# My Lucy LOVED her agility!!!!



## schnauzerpoodle (Apr 21, 2010)

YAY~ Glad to know that Lucy is loving her class now!


----------



## ArreauStandardPoodle (Sep 1, 2009)

That is wonderful Purley! Way to go Lucy!!


----------



## debjen (Jan 4, 2010)

Yeahhhhhhhhhhhhhh Gald she is having fun.


----------



## JE-UK (Mar 10, 2010)

Wonderful! Sounds like she's just a careful girl ... now the fun can start.

I can't tell you how much mine loves agility. He's impatient to go, go, go, and when we send him out, he gives this little yelp/bark that sounds like it's just been squeezed out of him, it's hysterical.

Have fun!


----------



## Purley (May 21, 2010)

There is a Standard poodle in her class. She was in her obedience class too. The dog is black with white on her chest and white "slippers" on her front feet. She is a bit of a goofball. She reminds me of my son's Doodle actually. She is very "clunky" looking - looks like a male to me, but that obviously doesn't matter to the owners. Anyway, she kept slipping out of her collar and then she would race around and avoid being caught. Lucy gets really excited when another dog races around and she was yapping her head off!!

But she watched me most of the time. We did some "push-ups" -- sit, down, sit, down -- and then a treat. We did some "watch me's" in between. She was just a totally different dog from last week - tail up and wagging and obviously enjoying herself. We had a different trainer last night. She said she prefers to do the equipment as it will be - i.e. - she does the teeter with the teeter on the stand - whereas the usual trainers do it without the stand.
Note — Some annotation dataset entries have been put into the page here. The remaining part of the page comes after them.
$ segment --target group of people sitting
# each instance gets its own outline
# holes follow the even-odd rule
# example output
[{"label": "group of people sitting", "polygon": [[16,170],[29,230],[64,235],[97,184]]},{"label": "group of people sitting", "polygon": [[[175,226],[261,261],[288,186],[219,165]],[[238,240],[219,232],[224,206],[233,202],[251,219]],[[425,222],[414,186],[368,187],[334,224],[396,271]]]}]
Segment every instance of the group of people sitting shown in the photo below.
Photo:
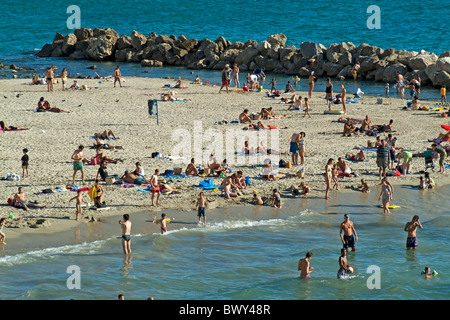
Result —
[{"label": "group of people sitting", "polygon": [[389,120],[388,124],[383,125],[372,125],[372,120],[366,115],[365,119],[362,120],[361,126],[357,128],[355,126],[355,121],[347,118],[344,124],[344,136],[351,136],[352,133],[359,135],[365,133],[367,135],[375,135],[378,132],[391,132],[394,125],[394,120]]}]

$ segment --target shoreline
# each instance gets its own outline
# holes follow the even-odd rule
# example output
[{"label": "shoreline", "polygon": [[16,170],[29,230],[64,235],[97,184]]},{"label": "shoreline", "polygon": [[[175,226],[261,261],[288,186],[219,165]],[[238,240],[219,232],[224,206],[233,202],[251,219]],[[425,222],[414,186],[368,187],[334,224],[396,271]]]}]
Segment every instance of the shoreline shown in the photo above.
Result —
[{"label": "shoreline", "polygon": [[[285,130],[278,130],[280,131],[281,151],[288,151],[287,144],[294,130],[305,131],[307,133],[306,171],[304,179],[292,177],[280,179],[275,183],[267,182],[255,179],[259,173],[259,168],[252,168],[249,164],[232,166],[233,172],[243,170],[244,176],[249,176],[252,184],[244,191],[242,197],[232,200],[217,197],[217,194],[212,190],[205,191],[206,197],[214,200],[210,203],[211,209],[216,207],[239,208],[242,206],[252,206],[249,204],[252,198],[252,190],[258,190],[261,195],[269,197],[274,186],[279,189],[282,198],[290,200],[291,193],[287,190],[291,186],[298,186],[301,181],[306,181],[311,187],[311,198],[323,198],[325,182],[322,176],[322,167],[324,167],[326,159],[330,155],[337,159],[338,156],[344,157],[346,152],[356,153],[354,149],[355,145],[364,145],[367,140],[374,138],[369,136],[341,137],[343,124],[330,124],[339,115],[323,115],[321,113],[322,109],[326,109],[325,101],[322,99],[322,92],[313,93],[311,100],[313,109],[312,118],[303,120],[303,112],[299,114],[297,112],[292,113],[292,111],[286,111],[288,105],[279,104],[278,99],[273,100],[267,98],[265,92],[254,92],[249,95],[244,95],[240,92],[232,91],[224,99],[224,94],[217,94],[218,87],[194,85],[191,83],[188,84],[187,89],[175,89],[178,97],[189,99],[187,102],[159,103],[163,112],[160,116],[161,123],[159,126],[156,126],[155,119],[148,116],[146,101],[149,97],[158,97],[160,93],[167,93],[170,90],[174,90],[164,88],[164,85],[170,81],[172,80],[130,77],[126,78],[124,88],[117,88],[117,90],[113,91],[112,82],[105,81],[100,84],[98,80],[91,79],[82,81],[82,83],[87,83],[89,88],[85,92],[62,92],[60,91],[60,84],[57,84],[53,93],[47,93],[45,86],[29,86],[24,79],[0,80],[0,88],[2,88],[2,92],[7,97],[2,104],[0,118],[4,119],[7,125],[26,126],[30,128],[23,132],[0,133],[2,140],[5,141],[2,144],[2,154],[4,154],[2,161],[5,163],[6,170],[2,174],[6,175],[6,172],[21,173],[18,172],[18,168],[20,168],[20,151],[23,147],[29,147],[30,161],[32,163],[30,166],[30,170],[32,170],[30,178],[22,179],[19,182],[0,182],[4,186],[2,188],[3,191],[0,193],[2,199],[4,199],[4,203],[2,204],[2,217],[8,217],[12,213],[15,217],[26,215],[27,217],[31,217],[30,219],[41,218],[50,223],[50,226],[42,228],[6,228],[7,242],[8,239],[20,240],[21,235],[26,237],[33,234],[51,235],[59,232],[72,232],[76,230],[77,226],[83,226],[81,228],[84,228],[91,224],[84,223],[84,221],[80,223],[74,221],[74,205],[73,203],[68,204],[67,202],[69,195],[71,195],[70,197],[74,196],[71,191],[55,192],[50,195],[35,195],[34,193],[46,188],[68,185],[72,174],[70,163],[72,149],[75,149],[78,144],[89,146],[93,140],[88,137],[94,132],[99,132],[106,128],[113,128],[114,132],[120,137],[120,139],[112,140],[110,143],[124,144],[125,148],[124,150],[106,150],[108,156],[113,158],[118,157],[122,160],[122,162],[108,166],[110,174],[122,174],[124,170],[132,169],[135,161],[141,161],[143,163],[147,174],[151,174],[154,168],[160,168],[164,172],[164,169],[170,168],[173,166],[173,163],[166,159],[153,159],[151,158],[151,153],[154,151],[159,151],[163,155],[170,153],[171,147],[173,147],[175,142],[173,144],[167,144],[165,142],[170,141],[171,133],[175,128],[187,128],[190,130],[194,121],[201,120],[204,122],[204,130],[211,128],[221,131],[227,128],[241,129],[244,127],[241,124],[237,125],[237,127],[230,127],[231,125],[214,125],[214,122],[222,119],[227,119],[228,121],[234,120],[246,107],[251,112],[257,112],[262,106],[273,106],[275,114],[288,116],[287,119],[264,121],[264,123],[273,122],[277,125],[286,125],[288,127]],[[304,91],[297,91],[296,93],[298,95],[306,94]],[[71,114],[34,113],[32,106],[36,104],[40,96],[46,97],[46,99],[58,107],[69,110]],[[288,96],[288,94],[284,96]],[[128,104],[126,106],[121,104],[118,106],[117,100],[126,101]],[[442,123],[445,118],[437,117],[438,113],[436,112],[402,111],[400,107],[406,100],[401,101],[394,97],[386,99],[390,102],[390,105],[378,105],[376,100],[377,97],[363,96],[361,103],[349,104],[350,116],[363,118],[365,114],[370,114],[374,122],[383,123],[386,122],[387,118],[385,111],[380,110],[380,108],[389,108],[389,117],[395,119],[395,125],[398,124],[398,127],[394,126],[396,129],[399,128],[394,134],[399,136],[402,147],[413,149],[416,153],[422,152],[424,146],[431,145],[427,141],[427,138],[437,136],[442,131],[439,123]],[[6,102],[8,102],[8,105]],[[79,107],[78,105],[80,103],[83,106]],[[431,101],[424,101],[422,103],[426,103],[429,106],[437,105],[436,102]],[[217,107],[210,108],[211,105]],[[341,106],[336,105],[334,108],[341,108]],[[139,116],[133,118],[129,117],[129,115]],[[421,120],[427,120],[426,128],[414,126],[414,120],[412,119],[415,119],[414,117],[416,115]],[[125,121],[121,119],[125,119]],[[83,123],[88,124],[88,121],[92,121],[93,123],[80,126]],[[429,130],[428,126],[432,129]],[[137,134],[136,128],[138,128],[137,132],[140,131],[145,134]],[[327,128],[331,131],[326,130]],[[431,134],[430,131],[434,132]],[[151,134],[152,132],[153,134]],[[244,131],[242,132],[244,133]],[[159,137],[155,136],[155,133],[158,133]],[[428,136],[424,136],[426,134]],[[149,139],[149,136],[151,136],[151,139]],[[53,137],[57,137],[58,143],[55,143]],[[407,139],[414,140],[414,143],[411,143]],[[336,142],[339,143],[336,144]],[[48,154],[39,152],[42,147],[48,150]],[[85,151],[86,157],[92,156],[94,152],[88,148]],[[370,156],[373,156],[373,154],[367,153]],[[290,160],[290,155],[282,156],[282,158]],[[369,163],[351,163],[350,166],[360,176],[358,178],[344,178],[340,180],[339,192],[352,191],[346,187],[359,184],[359,180],[362,177],[368,180],[373,189],[372,192],[378,192],[378,188],[374,187],[375,182],[378,180],[378,176],[375,174],[377,169],[374,159],[369,158]],[[184,164],[182,168],[184,170]],[[295,172],[299,168],[301,167],[298,166],[291,169],[283,168],[280,171],[295,175]],[[419,175],[417,172],[421,168],[424,168],[424,159],[414,157],[414,175],[392,177],[390,181],[394,186],[418,185]],[[93,176],[96,170],[97,168],[94,166],[86,166],[86,186],[90,187],[93,185]],[[437,180],[439,185],[450,184],[450,179],[446,174],[438,175],[435,173],[433,174],[433,178]],[[77,179],[79,179],[79,175]],[[192,209],[195,208],[196,197],[201,191],[195,185],[203,179],[201,177],[173,179],[172,186],[179,189],[182,193],[180,195],[162,196],[162,206],[157,208],[156,212],[178,210],[181,216],[186,212],[192,213]],[[220,183],[221,180],[220,178],[213,178],[215,183]],[[94,216],[97,220],[102,220],[110,219],[112,216],[121,217],[123,213],[135,214],[142,211],[149,212],[149,194],[136,192],[136,189],[139,187],[120,188],[113,185],[105,185],[103,182],[101,184],[106,191],[105,201],[111,209],[98,211],[83,210],[85,214]],[[49,204],[51,208],[33,209],[26,213],[22,209],[7,206],[6,199],[15,193],[18,186],[24,187],[27,198],[30,201],[37,200],[39,203]],[[85,197],[87,197],[86,194]]]}]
Tyson is small and he crouches down when he knows the teeter is going to go down - so it lowers his centre of gravity and it doesn't "bang" down. 

The new trainer likes to do the weaves "as they are" just using a treat to weave them in and out. Lucy was pretty good at that.

When I started with Tyson, we learned the weaves with the poles spread almost on the ground and then gradually they were raised higher and higher. It took Tyson ages to do the weaves with the poles vertical. 

I think its easier to teach them with the poles vertical from the start. Anybody else have opinions on teaching the difficult things - weaves and teeter??


----------



## JE-UK (Mar 10, 2010)

Vasco likes agility so much that we are training with two different clubs. One teaches weaves with the channel method, and the other with guides. He's picking it up much faster with the guides (plastic strips to demarcate the path). Like this pic.

One instructor likes to teach the seesaw first, the theory being that once the dog is comfortable with something moving under him, he'll be fine with the dog walk. Doing the dog walk first then surprising them with the seesaw can be intimidating. That made sense to me.


----------



## Purley (May 21, 2010)

That is interesting because Tyson, my shih-tzu has always absolutely loved the dog walk. We do course practice all the time and if there is a tunnel beside the dog walk and I say "tunnel" Tyson will quite often decide the dog walk is way much more fun and choose that instead. On the other hand, the teeter is not one of his favourites even still. He does it all the time but I can tell he would go back and forth on the dog walk all the time if I let him!!


----------



## debjen (Jan 4, 2010)

In the 13 years I have been doing agility and with 4 different dogs I have probably tried most of the various ways to do different obstacles..and have found that things once taboo are now common place. I personally like to teach things in parts and pieces. I have found the dog has a better understanding of things if I teach the contact performance whatever it might be and actually running the contact separately. For the teeter I teach the bang game at the end of the board first so the get use to the movement and sound of the board. 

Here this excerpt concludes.